Dans le cahier photo, j’ai redécouvert une fille aux traits fins assez froide, à la Eva Marie Saint, nantie d’une belle plastique. Très spectaculaire à la fin des années 1960 lors de ses tournées de pin-up au Vietnam. Cheveux raides, pas de perruque, contrairement à Jayne, cool dans son short et ses mules à talons bobine, Mamie est sexy au soleil de Da Nang avec ses boys, poupins et fatigués, qui portent les chemises qui se chinent encore aujourd’hui dans les mêmes surplus qu’autrefois. J’aime le kaki américain, tirant sur le bleu.

Le livre est marrant parce qu’elle raconte tout avec un naturel de looseuse : les écoles de la Universal en 1949 avec Clint Eastwood et Anita Ekberg, les pipes aux producteurs, les gouines sympas, les méchancetés entre starlettes, la guerre pour récupérer les meilleurs soutiens-gorge renforcés au magasin des accessoires. Un peu comme dans les mémoires d’un pompiste gigolo d’Hollywood parues récemment… À travers le destin de Mamie (un surnom qu’elle doit à Mme Roosevelt), obscure starlette qui s’acharne à se faire passer pour une rivale crédible de Monroe (elle est de la même promo que Norma Jean, un peu antérieure à Jayne), on découvre le destin ordinaire des semi-prostituées qui devinrent pour certaines de grandes actrices. Ce que Mamie raconte, les vraies stars l’ont vécu, mais ne s’en vantent pas.

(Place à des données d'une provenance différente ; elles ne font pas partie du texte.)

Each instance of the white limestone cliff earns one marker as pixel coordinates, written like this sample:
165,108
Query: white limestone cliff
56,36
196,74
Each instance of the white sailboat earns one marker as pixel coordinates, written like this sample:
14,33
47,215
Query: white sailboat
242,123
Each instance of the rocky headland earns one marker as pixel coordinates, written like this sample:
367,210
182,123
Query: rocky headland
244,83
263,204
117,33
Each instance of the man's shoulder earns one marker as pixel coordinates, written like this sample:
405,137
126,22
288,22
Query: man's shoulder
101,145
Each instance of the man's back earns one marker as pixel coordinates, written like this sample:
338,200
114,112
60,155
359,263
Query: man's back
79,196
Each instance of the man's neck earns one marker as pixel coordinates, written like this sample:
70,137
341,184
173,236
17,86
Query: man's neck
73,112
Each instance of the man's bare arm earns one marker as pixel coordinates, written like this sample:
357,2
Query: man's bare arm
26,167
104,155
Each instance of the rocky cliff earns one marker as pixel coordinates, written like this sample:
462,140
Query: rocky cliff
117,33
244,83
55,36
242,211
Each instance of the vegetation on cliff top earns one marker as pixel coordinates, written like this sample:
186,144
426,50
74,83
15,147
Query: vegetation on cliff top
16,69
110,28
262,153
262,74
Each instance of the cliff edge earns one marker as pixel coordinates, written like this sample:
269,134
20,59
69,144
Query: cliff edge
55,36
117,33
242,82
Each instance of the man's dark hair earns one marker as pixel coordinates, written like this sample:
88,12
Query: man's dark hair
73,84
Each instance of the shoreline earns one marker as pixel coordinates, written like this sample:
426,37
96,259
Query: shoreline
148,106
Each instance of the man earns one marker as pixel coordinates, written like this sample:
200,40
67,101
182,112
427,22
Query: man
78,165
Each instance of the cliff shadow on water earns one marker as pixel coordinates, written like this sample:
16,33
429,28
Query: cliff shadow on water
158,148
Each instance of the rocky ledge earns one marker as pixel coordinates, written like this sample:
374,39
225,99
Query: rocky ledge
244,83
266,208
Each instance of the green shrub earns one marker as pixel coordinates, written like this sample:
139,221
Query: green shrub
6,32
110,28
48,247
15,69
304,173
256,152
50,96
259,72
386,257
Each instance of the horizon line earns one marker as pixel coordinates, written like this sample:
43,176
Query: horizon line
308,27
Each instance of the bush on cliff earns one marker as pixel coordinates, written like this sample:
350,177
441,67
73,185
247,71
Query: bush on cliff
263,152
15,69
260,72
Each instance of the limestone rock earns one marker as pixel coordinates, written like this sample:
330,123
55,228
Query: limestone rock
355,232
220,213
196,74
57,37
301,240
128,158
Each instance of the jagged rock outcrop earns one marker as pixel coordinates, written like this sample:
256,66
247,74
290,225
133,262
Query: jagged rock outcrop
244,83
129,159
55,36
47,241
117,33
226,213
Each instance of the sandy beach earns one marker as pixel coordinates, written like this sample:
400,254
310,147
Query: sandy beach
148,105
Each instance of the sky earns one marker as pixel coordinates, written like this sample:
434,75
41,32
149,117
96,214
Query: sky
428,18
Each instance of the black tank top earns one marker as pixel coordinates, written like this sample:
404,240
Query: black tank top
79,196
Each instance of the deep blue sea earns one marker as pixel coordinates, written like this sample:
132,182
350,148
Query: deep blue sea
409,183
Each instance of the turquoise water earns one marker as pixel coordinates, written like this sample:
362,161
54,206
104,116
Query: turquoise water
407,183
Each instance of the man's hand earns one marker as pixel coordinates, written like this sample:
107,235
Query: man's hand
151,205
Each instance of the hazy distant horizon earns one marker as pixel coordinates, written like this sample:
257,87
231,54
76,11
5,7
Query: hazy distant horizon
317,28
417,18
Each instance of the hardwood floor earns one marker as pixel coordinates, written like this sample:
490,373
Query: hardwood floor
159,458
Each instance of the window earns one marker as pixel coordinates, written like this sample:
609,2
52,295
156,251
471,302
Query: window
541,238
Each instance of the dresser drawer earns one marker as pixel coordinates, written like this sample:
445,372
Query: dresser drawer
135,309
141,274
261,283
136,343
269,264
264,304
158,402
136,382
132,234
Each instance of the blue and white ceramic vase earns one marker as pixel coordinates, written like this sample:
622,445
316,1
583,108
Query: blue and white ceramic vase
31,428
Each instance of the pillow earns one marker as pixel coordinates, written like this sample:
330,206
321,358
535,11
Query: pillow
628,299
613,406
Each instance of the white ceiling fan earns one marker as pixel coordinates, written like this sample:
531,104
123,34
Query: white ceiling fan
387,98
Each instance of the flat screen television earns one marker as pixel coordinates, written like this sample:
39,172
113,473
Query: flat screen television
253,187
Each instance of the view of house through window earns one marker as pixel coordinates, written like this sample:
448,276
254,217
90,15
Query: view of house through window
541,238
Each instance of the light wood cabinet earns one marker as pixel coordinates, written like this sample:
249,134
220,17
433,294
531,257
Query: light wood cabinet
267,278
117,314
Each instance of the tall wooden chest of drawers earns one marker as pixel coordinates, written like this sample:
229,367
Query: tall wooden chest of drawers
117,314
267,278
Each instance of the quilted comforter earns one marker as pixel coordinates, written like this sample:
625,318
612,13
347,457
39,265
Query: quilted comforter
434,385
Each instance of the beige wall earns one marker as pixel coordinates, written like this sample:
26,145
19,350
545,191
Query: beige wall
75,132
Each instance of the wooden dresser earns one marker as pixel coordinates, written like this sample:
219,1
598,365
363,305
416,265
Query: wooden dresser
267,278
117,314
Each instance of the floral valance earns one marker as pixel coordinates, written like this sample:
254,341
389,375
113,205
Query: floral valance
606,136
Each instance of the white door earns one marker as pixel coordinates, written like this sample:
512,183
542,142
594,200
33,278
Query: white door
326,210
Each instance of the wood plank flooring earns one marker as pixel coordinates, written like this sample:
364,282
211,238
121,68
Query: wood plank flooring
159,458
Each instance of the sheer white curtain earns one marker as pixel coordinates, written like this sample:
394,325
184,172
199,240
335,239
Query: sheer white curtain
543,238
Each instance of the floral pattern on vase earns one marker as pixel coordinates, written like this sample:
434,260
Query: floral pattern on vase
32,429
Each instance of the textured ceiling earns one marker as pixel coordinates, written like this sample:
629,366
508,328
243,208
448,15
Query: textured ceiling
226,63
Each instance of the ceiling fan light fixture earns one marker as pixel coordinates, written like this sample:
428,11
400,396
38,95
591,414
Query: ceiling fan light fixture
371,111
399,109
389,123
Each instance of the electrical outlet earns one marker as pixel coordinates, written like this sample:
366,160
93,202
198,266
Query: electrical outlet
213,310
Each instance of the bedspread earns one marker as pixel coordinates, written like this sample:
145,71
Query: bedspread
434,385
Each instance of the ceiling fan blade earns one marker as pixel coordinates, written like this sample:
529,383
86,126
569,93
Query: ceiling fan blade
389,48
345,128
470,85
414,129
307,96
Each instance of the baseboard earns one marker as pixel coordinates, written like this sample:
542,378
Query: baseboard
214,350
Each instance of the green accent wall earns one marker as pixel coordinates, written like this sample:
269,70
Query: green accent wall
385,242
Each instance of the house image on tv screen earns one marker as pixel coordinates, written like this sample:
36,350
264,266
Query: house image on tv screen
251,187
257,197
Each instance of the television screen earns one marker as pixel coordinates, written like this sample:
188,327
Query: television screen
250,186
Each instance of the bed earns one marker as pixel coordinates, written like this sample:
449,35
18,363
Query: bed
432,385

La bonne nouvelle, c’est que Mamie n’est pas morte, elle a survécu à Marilyn Monroe, à Jayne Mansfield, à Diana Dors et même à Pauline Lafont… elle continue à poster des photos d’elle au Vietnam ou ailleurs sur sa page Facebook. Van Doren (Joan Lucille Olander de son vrai nom) est la dernière des blondes explosives, la plus rock, la seule à avoir chanté au cinéma des chansons composées pour elle par Eddie Cochran (Oobala Baby). Sur les derniers posts la plus ancienne starlette (on disait alors « glamour girl ») semble invulnérable avec une belle dentition que les teddy girls d’autrefois lui envieraient et qu’elle doit peut-être à son troisième et dernier mari, dentiste et comédien, deux professions rarement associées.